That was sarcasm. The rooms are all the same.


----------



## jmzf1958

Thank you for clarifying.  I'm just really tired of all of the negative comments.  Believe me, you will LOVE it!


----------



## timeos2

The Wastegate deeds do indeed reference unit numbers. And they are limited to the floors they sold (not all that many). Now the Wastsgate assignments will be to those floors/units only. The remainder of the units - the vast majority - will now be Hilton. They will get the new (and much better) look first or be completed as Hilton units.  The older, Wastegate floors/units will be the very last to get the conversion (most likely years from now as it will be a LONG time before they will be needed by Hilton with all the unsold inventory).  So although all the units are now out of Wastegate management & under the new group there is a pecking order & Wastegate is, as it deserves, the bottom.  Right now things are new enough that if you don't mind the gaudy and chintzy look it is OK. But you can be sure it was built with builder grade materials that won't hold up well over the long haul. it will be the last to see any upgrades/renovation and all Wastegate inbounds will be assigned to it. 

As usual Wastegate owners get the shaft and pay big for it.  But there is absolutely nothing new about that.
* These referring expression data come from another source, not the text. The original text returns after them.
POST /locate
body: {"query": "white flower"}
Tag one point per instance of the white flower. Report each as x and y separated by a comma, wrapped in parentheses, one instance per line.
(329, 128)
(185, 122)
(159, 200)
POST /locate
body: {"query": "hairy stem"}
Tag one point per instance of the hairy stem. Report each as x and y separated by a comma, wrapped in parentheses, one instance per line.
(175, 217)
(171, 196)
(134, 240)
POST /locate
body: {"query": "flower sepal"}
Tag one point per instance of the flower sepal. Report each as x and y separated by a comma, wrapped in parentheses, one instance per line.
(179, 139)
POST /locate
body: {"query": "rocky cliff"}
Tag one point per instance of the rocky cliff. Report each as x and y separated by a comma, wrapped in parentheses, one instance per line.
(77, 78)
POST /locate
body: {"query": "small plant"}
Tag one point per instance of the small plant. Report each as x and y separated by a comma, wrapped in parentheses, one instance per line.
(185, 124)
At least if you go in as a Hilton owner/rental or guest you'll get the best there is as they want to sell their inventory and soon the newly designed, Hilton quality units. That's the way to visit if you must go to the former WG / PH Tower of Terror.  Avoid Wastegate no matter where it may be located even in a building that otherwise may be getting greatly improved.


----------



## jmzf1958

Timeos, you're the main reason why I don't like to post any questions or comments about Westgate Planet Hollywood.  No matter what, you always chime in with the most negative comments. What you write are only your opinions.  I'm done.


----------



## timeos2

jmzf1958 said:


> Timeos, you're the main reason why I don't like to post any questions or comments about Westgate Planet Hollywood.  No matter what, you always chime in with the most negative comments. What you write are only your opinions.  I'm done.
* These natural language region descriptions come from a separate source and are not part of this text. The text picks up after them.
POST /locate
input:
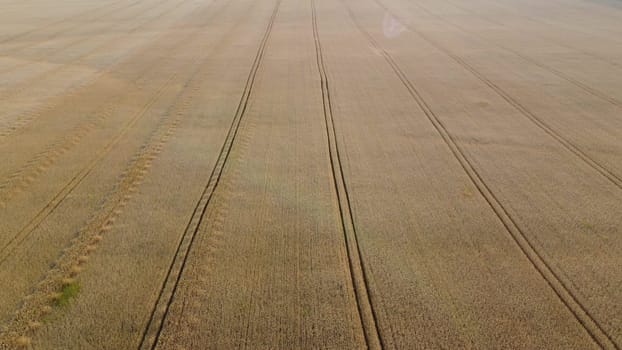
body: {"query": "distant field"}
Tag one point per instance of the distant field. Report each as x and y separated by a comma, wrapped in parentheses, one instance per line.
(310, 174)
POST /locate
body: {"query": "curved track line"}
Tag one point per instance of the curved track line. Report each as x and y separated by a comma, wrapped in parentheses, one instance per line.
(580, 311)
(152, 332)
(116, 200)
(77, 179)
(358, 271)
(36, 166)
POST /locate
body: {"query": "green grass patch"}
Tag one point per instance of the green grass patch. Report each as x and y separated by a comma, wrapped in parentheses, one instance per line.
(69, 292)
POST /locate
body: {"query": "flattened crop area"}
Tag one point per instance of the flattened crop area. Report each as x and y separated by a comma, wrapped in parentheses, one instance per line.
(311, 174)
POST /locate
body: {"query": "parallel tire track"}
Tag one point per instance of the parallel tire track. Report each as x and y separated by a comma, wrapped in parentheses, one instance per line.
(160, 310)
(559, 286)
(615, 179)
(60, 196)
(20, 179)
(357, 268)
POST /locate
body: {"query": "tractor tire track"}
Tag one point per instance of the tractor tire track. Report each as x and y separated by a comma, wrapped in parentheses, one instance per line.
(32, 224)
(75, 255)
(358, 271)
(615, 179)
(557, 284)
(152, 332)
(19, 180)
(29, 116)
Trying to twist what is happening at the former Tower of Terror isn't going to change things. The facts are that fortunately 90%+ of the 1/3 built monstrosity will now be under Hilton - that should make it as good as it can ever be.  The part that was sold by the Wastegate group will never be anything but what it is for the foreseeable future.  It was a nightmare to begin with and will remain so until the last of the WG units get changed over to Hilton (may never happen).  I feel sorry for those that got suckered in - but we did all we could here on TUG to warn folks away.  But the slick sales group still managed to rope a few in and they will pay dearly for the mistake. Hopefully Hilton will offer a relatively inexpensive, but still more money after bad, to get those owners out of Wastegate & into the Hillton group. That is the best those owners can hope for now. 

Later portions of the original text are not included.